The company said it is committed to “maintaining a well-functioning HMBS program that meets the needs of older Americans,” according to the December report, and it will continue to work with its partners and industry stakeholders to improve access to facilitate liquidity.

“We believe the path we are on, in collaboration with industry stakeholders, will play an important role in improving the HMBS program,” the report said. “The proposed changes will provide issuers with greater access to liquidity and lead to a more robust HMBS market.”

But this report was also conducted under the Biden administration, and further action on housing under the new Trump administration will likely “pause” until the administration’s nominee for HUD Secretary, Scott Turner, is in place.

Turner overcame a logistical hurdle to take his seat on Thursday, when his nomination came out Senate Committee on Banking, Housing and Urban Affairs on a party-line vote. His nomination now goes to the full Senate, and political analysts appear to largely agree that he is likely to be confirmed.

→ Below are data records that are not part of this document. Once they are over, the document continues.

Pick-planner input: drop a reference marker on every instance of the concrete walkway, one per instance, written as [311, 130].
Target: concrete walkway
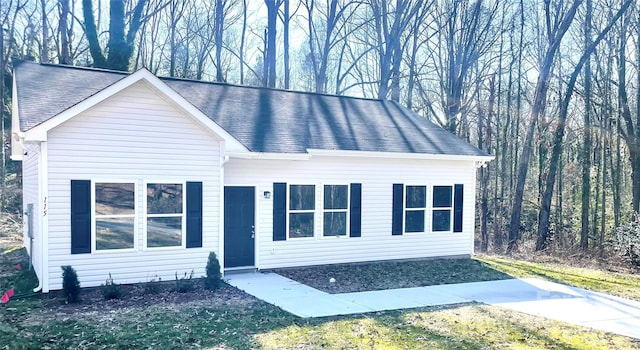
[528, 295]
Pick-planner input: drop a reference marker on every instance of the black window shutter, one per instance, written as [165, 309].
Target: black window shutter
[457, 208]
[396, 222]
[279, 211]
[194, 214]
[80, 216]
[355, 211]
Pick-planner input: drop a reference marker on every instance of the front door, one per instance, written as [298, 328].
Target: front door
[239, 226]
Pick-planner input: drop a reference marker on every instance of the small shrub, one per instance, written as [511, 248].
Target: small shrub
[70, 284]
[213, 280]
[185, 284]
[111, 290]
[153, 286]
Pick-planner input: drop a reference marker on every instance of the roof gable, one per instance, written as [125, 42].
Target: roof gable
[258, 119]
[118, 83]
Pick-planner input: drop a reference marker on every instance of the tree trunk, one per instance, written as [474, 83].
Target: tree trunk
[539, 102]
[586, 147]
[65, 46]
[545, 209]
[285, 24]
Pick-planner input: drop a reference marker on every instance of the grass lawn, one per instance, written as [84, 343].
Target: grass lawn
[230, 319]
[621, 284]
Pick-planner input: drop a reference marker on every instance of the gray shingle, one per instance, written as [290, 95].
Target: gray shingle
[264, 120]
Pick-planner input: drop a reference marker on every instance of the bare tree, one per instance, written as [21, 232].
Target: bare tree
[120, 45]
[543, 222]
[557, 24]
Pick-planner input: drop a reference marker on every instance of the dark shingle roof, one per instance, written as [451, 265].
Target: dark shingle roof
[264, 120]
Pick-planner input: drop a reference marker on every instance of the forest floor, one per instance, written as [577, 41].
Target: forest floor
[161, 317]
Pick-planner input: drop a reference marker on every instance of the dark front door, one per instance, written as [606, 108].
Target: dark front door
[239, 226]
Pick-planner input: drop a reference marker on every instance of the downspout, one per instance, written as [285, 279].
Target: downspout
[29, 214]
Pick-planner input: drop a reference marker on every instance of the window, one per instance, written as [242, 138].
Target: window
[336, 204]
[442, 208]
[114, 215]
[165, 214]
[415, 207]
[302, 199]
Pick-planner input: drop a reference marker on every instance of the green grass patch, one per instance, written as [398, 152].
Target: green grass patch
[624, 285]
[393, 274]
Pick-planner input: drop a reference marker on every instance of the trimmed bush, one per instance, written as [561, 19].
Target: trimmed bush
[213, 280]
[70, 284]
[111, 290]
[185, 284]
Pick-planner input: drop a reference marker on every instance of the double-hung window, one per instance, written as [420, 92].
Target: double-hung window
[114, 215]
[442, 208]
[415, 207]
[336, 208]
[165, 215]
[302, 199]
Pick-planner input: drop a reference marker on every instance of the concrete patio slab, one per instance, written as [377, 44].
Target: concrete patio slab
[528, 295]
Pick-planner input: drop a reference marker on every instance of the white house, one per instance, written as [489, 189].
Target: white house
[142, 177]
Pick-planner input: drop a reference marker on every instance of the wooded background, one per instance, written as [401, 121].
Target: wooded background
[551, 88]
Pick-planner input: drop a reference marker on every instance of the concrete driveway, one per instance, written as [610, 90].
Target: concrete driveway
[529, 295]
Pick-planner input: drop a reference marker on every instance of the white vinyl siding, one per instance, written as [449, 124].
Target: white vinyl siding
[31, 195]
[132, 136]
[377, 177]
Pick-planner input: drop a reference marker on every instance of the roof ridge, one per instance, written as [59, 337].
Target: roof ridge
[104, 70]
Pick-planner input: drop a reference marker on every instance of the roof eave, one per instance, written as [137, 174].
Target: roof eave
[399, 155]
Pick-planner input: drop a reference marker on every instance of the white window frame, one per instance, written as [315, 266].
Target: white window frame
[432, 208]
[95, 217]
[312, 211]
[145, 215]
[347, 211]
[405, 209]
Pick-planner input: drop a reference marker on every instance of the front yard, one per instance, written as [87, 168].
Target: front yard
[231, 319]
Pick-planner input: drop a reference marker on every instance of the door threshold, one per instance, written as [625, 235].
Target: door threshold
[240, 269]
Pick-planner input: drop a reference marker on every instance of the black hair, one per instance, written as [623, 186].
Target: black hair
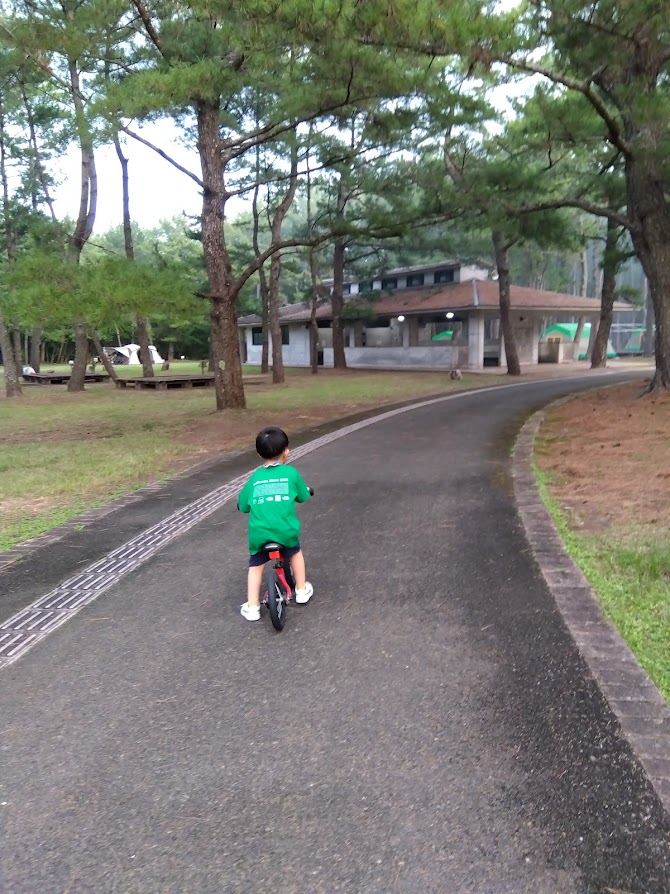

Once that happens, other key decision makers — including a candidate to succeed Julia Gordon as FHA commissioner, and a potential new candidate for Ginnie Mae’s presidency — are more likely to be nominated.

On Thursday, MBA called for Turner’s quick confirmation, saying his confirmation “is an important step toward building its key staff and installing leadership at [FHA] and Ginny Mae. NRMLA previously signed an earlier letter to congressional leaders that also urged swift action on Turner’s nomination.